Still working on it! · 9:21pm May 14th, 2015
Celestia watched me for a few more moments before eventually shaking her head, a gentle smile upon her muzzle as she took a step forward.
“Come on sweetie, you’ve been playing this game since the moment I brought you home. Do I love her, do I not?” her tone became almost mocking for a moment, if not playfully. “Isn’t it obvious what you feel for me? You showed me yesterday…many times.”
“That was your freaky milk talking, not me,” I growled, my mind racing a thousand miles an hour, desperately searching for any solution that would let me escape.
“I’ll think you’ll find that all my freaky milk did was lessen your inhibitions,” she corrected, grinning at me mirthfully, as if it was all a big joke. “You wanted it Tobias, you wanted it badly. All I did was help you realize it…realize how much you need me, want me. Are you really going to stand there, look me in the eyes after what we did so beautifully and deny any affection, any at all?”
“Stop it,” I whispered, backing away as she moved forward. “Y-You’re twisting what really happened, you’re twisting my words.”
“No I’m not,” she refused softly, shaking her head as she took another step forward.
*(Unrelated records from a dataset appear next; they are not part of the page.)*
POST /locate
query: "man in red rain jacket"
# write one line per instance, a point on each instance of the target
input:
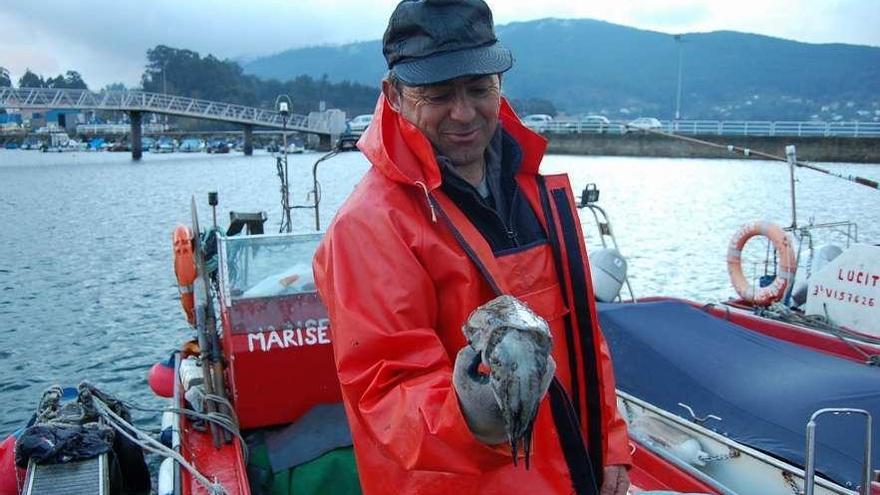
(451, 214)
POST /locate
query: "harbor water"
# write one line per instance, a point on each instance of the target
(87, 290)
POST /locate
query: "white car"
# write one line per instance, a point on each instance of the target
(538, 122)
(360, 123)
(645, 124)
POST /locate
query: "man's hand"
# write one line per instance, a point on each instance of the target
(615, 480)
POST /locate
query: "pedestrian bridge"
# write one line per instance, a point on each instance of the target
(136, 103)
(142, 101)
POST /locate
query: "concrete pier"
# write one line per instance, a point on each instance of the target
(820, 149)
(248, 140)
(136, 145)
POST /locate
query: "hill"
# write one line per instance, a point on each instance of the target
(588, 66)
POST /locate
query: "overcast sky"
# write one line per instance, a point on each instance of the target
(107, 40)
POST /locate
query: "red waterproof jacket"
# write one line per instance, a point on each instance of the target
(400, 269)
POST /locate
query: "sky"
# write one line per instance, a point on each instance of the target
(106, 40)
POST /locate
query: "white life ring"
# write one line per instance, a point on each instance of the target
(761, 296)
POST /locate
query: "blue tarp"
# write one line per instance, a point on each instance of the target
(764, 389)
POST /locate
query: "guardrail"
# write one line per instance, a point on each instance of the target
(721, 128)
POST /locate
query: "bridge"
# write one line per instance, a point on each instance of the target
(136, 103)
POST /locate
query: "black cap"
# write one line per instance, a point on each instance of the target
(429, 41)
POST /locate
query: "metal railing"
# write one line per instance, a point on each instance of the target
(131, 100)
(721, 128)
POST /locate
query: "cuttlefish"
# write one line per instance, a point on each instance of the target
(514, 343)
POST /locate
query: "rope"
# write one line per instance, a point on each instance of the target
(227, 422)
(748, 152)
(781, 312)
(149, 444)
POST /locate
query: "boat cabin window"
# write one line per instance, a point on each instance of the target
(267, 265)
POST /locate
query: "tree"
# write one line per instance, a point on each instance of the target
(70, 80)
(5, 82)
(31, 80)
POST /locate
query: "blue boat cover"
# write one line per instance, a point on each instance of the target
(763, 388)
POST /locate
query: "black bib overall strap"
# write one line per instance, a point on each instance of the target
(582, 471)
(580, 305)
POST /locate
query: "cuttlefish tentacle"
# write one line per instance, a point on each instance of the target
(514, 343)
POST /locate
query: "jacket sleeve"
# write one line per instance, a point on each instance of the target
(395, 374)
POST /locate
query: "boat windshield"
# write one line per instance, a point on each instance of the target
(267, 265)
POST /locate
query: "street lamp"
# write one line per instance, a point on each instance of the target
(283, 104)
(164, 89)
(678, 41)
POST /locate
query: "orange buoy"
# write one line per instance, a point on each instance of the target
(185, 269)
(761, 296)
(161, 379)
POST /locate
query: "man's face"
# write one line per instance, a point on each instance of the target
(459, 116)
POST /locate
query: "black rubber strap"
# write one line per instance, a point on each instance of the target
(553, 237)
(584, 321)
(583, 477)
(466, 247)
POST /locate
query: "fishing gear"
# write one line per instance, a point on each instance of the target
(747, 152)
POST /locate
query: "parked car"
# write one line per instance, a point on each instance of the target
(645, 124)
(595, 123)
(538, 122)
(191, 145)
(360, 123)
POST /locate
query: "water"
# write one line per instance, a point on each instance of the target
(87, 289)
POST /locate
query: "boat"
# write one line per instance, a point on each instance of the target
(191, 145)
(237, 420)
(254, 400)
(771, 392)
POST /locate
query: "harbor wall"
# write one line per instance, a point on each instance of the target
(818, 149)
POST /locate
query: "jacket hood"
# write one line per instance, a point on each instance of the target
(402, 153)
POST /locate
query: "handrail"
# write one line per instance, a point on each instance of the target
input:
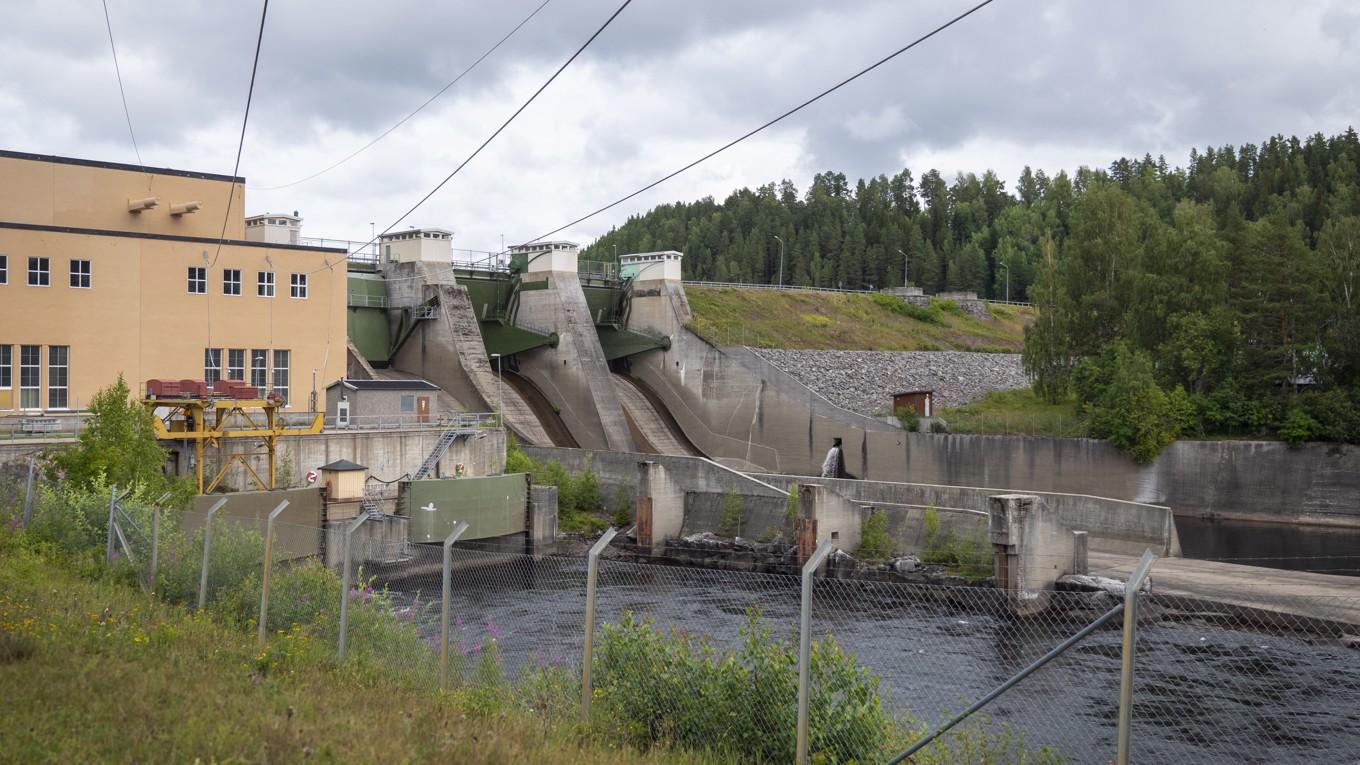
(1007, 685)
(801, 289)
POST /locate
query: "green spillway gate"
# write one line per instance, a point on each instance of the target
(494, 505)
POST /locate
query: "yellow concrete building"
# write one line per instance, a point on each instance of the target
(117, 268)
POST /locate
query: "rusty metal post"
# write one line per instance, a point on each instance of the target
(268, 566)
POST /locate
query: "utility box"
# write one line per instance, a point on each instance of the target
(920, 402)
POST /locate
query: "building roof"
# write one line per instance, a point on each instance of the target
(56, 159)
(386, 384)
(343, 466)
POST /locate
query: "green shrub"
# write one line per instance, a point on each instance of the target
(656, 688)
(875, 543)
(930, 315)
(731, 523)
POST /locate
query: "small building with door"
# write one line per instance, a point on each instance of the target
(381, 403)
(920, 402)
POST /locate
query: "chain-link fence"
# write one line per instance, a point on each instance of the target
(709, 659)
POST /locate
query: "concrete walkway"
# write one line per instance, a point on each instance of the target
(1300, 594)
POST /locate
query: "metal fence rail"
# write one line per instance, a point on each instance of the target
(733, 660)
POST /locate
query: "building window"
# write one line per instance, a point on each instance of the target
(211, 365)
(40, 272)
(80, 274)
(59, 360)
(29, 370)
(280, 376)
(260, 369)
(237, 364)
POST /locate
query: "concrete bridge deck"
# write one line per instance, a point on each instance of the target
(1287, 592)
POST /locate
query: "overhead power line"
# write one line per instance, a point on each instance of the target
(503, 125)
(416, 110)
(119, 72)
(241, 143)
(790, 112)
(235, 169)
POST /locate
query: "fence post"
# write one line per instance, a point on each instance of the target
(592, 579)
(1130, 637)
(344, 581)
(207, 550)
(444, 609)
(108, 545)
(155, 542)
(805, 648)
(268, 566)
(27, 496)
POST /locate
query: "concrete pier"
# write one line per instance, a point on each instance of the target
(1303, 595)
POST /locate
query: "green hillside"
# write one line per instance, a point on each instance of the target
(773, 319)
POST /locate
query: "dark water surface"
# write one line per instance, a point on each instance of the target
(1272, 545)
(1204, 693)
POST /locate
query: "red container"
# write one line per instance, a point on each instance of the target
(242, 391)
(162, 388)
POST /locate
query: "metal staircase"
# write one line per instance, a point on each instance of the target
(437, 453)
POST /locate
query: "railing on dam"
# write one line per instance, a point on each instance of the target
(707, 659)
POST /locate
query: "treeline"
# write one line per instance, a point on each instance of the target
(1228, 285)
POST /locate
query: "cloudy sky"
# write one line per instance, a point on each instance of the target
(1053, 83)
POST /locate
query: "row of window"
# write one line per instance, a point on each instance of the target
(40, 272)
(260, 368)
(30, 375)
(40, 275)
(231, 282)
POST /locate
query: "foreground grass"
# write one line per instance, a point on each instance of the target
(1016, 413)
(773, 319)
(94, 671)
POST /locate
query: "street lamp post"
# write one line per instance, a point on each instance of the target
(781, 260)
(499, 400)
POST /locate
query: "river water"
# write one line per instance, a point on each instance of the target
(1272, 545)
(1204, 693)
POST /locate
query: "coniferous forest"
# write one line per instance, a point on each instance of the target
(1216, 298)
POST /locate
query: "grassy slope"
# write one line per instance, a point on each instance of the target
(778, 319)
(1016, 413)
(114, 677)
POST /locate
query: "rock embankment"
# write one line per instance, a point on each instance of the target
(864, 381)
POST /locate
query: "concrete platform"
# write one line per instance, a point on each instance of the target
(1298, 594)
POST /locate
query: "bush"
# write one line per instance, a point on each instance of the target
(673, 689)
(1125, 404)
(930, 315)
(875, 543)
(731, 524)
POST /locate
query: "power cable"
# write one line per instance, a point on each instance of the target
(796, 109)
(235, 169)
(503, 125)
(418, 109)
(117, 71)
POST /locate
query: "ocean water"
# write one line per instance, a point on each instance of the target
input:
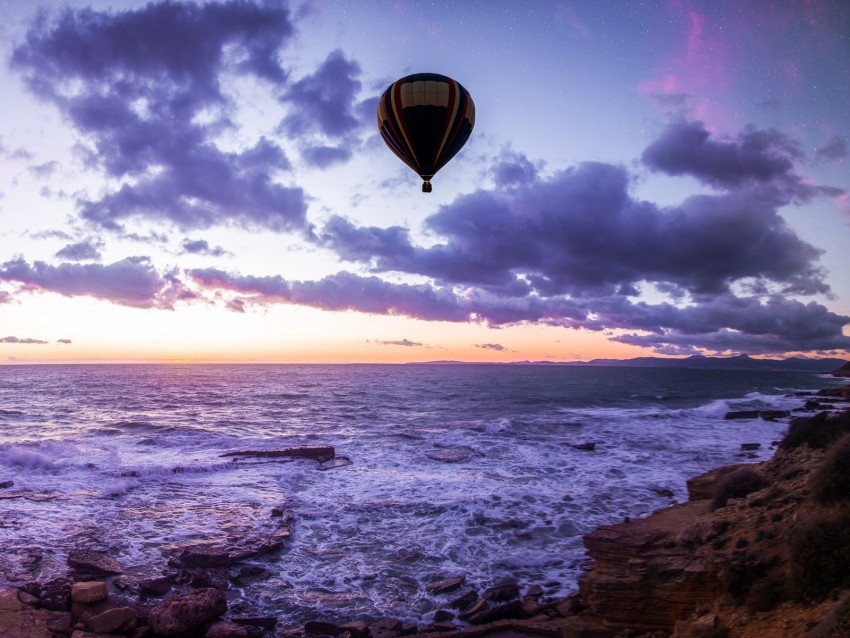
(128, 459)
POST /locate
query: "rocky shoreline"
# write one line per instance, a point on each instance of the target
(721, 564)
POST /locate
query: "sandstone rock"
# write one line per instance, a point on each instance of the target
(356, 629)
(89, 592)
(321, 628)
(226, 629)
(204, 556)
(95, 562)
(502, 592)
(386, 628)
(320, 453)
(512, 609)
(465, 600)
(186, 612)
(55, 594)
(445, 586)
(111, 620)
(456, 454)
(156, 586)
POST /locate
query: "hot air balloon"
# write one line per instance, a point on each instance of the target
(426, 119)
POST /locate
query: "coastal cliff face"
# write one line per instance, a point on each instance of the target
(759, 550)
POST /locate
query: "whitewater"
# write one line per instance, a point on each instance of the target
(128, 459)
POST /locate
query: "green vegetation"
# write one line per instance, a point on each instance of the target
(737, 484)
(831, 482)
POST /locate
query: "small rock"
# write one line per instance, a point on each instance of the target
(445, 586)
(356, 629)
(465, 600)
(111, 620)
(226, 629)
(89, 592)
(386, 628)
(156, 586)
(502, 592)
(321, 628)
(188, 611)
(96, 562)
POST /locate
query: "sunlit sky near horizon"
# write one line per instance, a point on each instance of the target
(186, 181)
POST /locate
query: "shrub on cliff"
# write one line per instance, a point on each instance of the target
(831, 482)
(820, 556)
(737, 484)
(817, 431)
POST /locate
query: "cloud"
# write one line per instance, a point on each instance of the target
(498, 347)
(130, 282)
(202, 247)
(143, 87)
(579, 232)
(404, 342)
(834, 149)
(81, 251)
(325, 100)
(26, 341)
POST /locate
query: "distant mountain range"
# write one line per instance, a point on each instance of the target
(740, 362)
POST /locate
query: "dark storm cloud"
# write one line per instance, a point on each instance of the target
(143, 87)
(755, 158)
(202, 247)
(325, 156)
(87, 250)
(26, 341)
(835, 148)
(130, 282)
(580, 232)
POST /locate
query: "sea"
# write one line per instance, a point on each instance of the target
(485, 471)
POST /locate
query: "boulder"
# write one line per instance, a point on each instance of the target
(89, 592)
(455, 454)
(226, 629)
(321, 628)
(94, 562)
(507, 590)
(55, 594)
(111, 620)
(445, 586)
(188, 611)
(320, 453)
(386, 628)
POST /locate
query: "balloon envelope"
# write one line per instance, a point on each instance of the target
(426, 119)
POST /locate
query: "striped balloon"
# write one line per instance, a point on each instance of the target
(426, 119)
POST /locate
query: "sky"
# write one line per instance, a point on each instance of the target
(186, 181)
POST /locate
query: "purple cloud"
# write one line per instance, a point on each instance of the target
(130, 282)
(763, 158)
(834, 149)
(498, 347)
(579, 232)
(325, 100)
(403, 342)
(135, 82)
(202, 247)
(87, 250)
(25, 341)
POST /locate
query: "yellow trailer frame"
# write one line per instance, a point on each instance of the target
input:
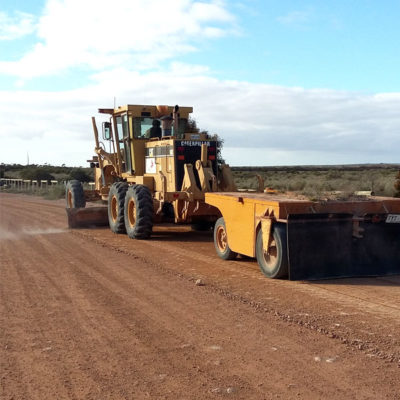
(321, 239)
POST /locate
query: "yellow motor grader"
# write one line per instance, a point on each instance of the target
(153, 171)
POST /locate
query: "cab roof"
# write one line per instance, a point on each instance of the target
(152, 111)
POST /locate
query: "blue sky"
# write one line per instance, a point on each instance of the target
(283, 82)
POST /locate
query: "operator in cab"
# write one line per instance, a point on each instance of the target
(155, 130)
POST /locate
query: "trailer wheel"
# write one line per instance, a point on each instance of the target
(139, 211)
(74, 195)
(202, 226)
(221, 241)
(274, 263)
(116, 199)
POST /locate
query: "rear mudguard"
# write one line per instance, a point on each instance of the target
(87, 217)
(323, 246)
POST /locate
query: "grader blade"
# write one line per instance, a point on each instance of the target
(322, 246)
(87, 217)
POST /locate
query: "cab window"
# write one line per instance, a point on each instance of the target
(141, 127)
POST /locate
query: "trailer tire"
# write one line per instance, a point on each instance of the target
(275, 264)
(139, 212)
(74, 195)
(221, 241)
(116, 201)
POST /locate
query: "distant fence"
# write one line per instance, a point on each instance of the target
(25, 185)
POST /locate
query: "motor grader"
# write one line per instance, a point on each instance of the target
(155, 171)
(152, 171)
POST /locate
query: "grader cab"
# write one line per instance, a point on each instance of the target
(148, 168)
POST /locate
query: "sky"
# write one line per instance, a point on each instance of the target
(282, 82)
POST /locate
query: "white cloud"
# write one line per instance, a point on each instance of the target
(134, 33)
(17, 26)
(261, 124)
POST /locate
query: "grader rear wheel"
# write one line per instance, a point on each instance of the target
(139, 210)
(116, 201)
(74, 195)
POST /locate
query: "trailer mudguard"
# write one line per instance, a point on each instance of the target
(322, 246)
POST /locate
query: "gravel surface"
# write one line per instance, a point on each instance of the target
(88, 314)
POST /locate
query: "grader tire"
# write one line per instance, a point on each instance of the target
(274, 262)
(221, 241)
(74, 195)
(116, 201)
(138, 212)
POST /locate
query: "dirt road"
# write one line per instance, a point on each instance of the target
(87, 314)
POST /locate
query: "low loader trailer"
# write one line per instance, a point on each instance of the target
(301, 239)
(150, 167)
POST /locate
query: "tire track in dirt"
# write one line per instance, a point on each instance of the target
(125, 320)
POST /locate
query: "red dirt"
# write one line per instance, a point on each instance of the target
(87, 314)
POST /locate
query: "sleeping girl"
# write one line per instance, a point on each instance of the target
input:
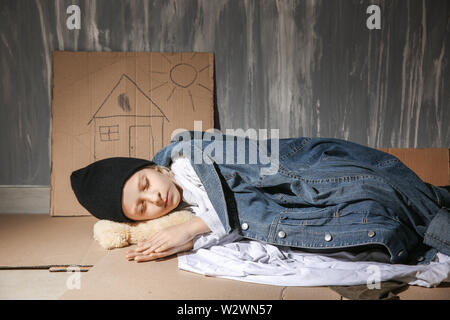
(328, 194)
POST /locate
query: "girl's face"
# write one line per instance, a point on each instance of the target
(149, 194)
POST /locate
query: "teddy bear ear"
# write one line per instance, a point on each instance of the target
(111, 234)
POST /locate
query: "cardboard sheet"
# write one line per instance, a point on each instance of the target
(38, 240)
(127, 104)
(114, 277)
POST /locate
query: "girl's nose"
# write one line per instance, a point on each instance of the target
(154, 197)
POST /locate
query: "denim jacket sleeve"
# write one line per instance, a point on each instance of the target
(326, 193)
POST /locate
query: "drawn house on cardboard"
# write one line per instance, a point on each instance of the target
(128, 123)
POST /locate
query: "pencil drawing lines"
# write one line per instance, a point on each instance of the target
(183, 80)
(134, 118)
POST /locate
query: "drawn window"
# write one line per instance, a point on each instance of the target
(109, 133)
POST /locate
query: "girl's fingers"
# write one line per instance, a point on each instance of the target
(153, 256)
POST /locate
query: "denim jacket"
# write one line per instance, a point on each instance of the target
(326, 193)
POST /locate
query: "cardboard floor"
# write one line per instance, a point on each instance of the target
(39, 241)
(44, 241)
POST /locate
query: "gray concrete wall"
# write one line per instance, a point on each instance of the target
(307, 68)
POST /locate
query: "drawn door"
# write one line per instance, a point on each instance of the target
(141, 142)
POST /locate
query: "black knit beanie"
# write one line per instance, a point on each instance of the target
(98, 186)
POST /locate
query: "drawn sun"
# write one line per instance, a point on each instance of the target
(187, 78)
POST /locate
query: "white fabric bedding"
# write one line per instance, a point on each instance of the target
(233, 257)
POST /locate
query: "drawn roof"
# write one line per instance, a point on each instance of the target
(122, 106)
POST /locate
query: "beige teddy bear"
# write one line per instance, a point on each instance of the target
(111, 234)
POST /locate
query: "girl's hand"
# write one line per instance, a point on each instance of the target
(169, 241)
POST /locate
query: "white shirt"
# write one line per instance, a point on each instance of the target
(233, 257)
(194, 194)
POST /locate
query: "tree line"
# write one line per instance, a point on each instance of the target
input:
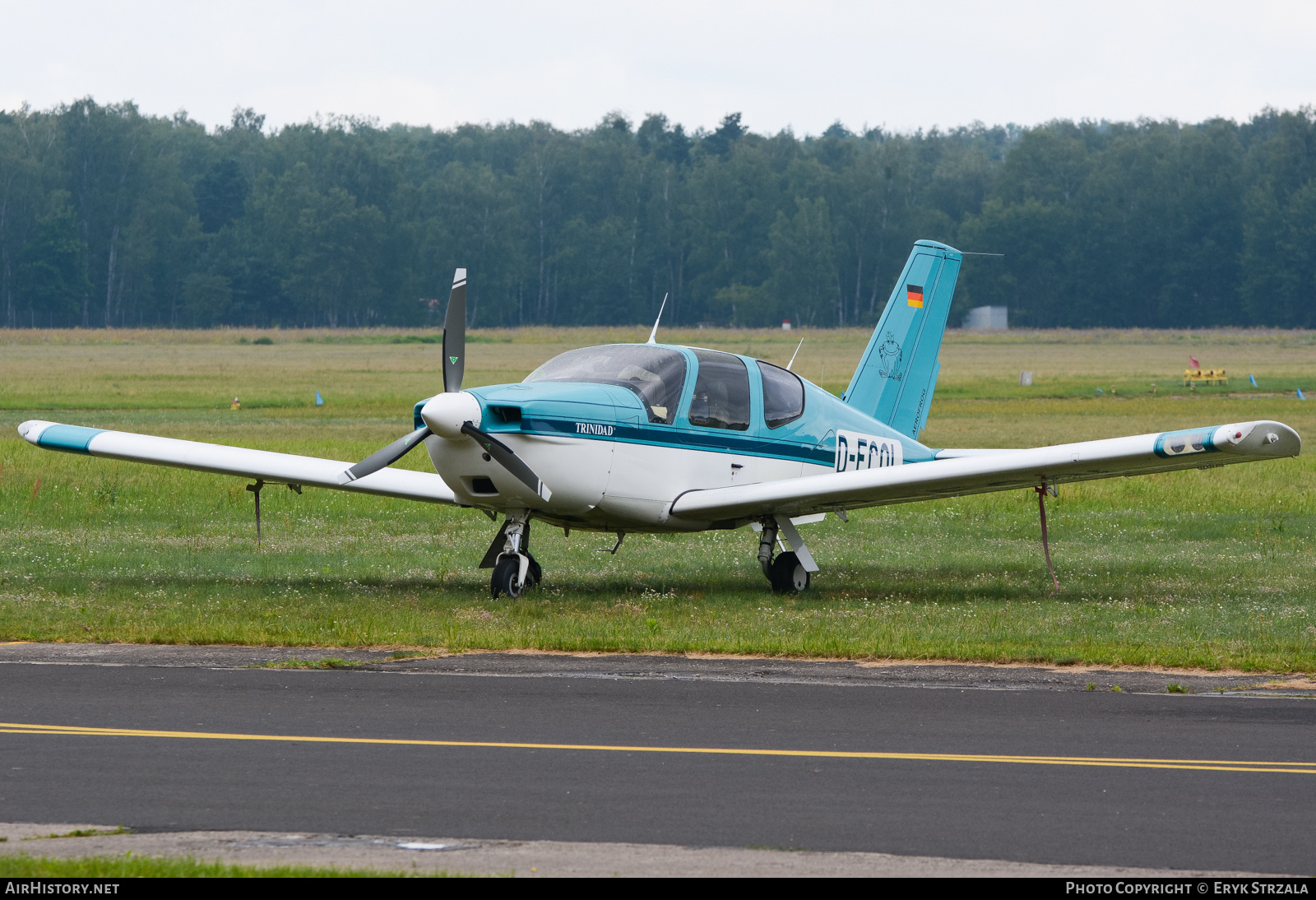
(109, 217)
“Yes you are,” I replied, voice firm yet resolve shaky. “You twist everything I say, everything I think into what you want it to be, and then you try to convince me that it’s true. I won’t listen to you anymore; you’re as poisonous as what you tricked me into eating.”
Can we just get a happy ending? It seems like loads of the stories I like are ending really depressingly lately
This is going to keep getting better and better. I can't help but anticipate this upcoming chapter!
I'm afraid to see the next stages of grief that Celestia goes through after she gets over her extremely possessive Denial. Anger will be painful. Bargaining will be entertaining. Depression will also be entertaining. Acceptance will never happen. Reconciliation might.
How you twisted me In to supporting Tia I'll never know.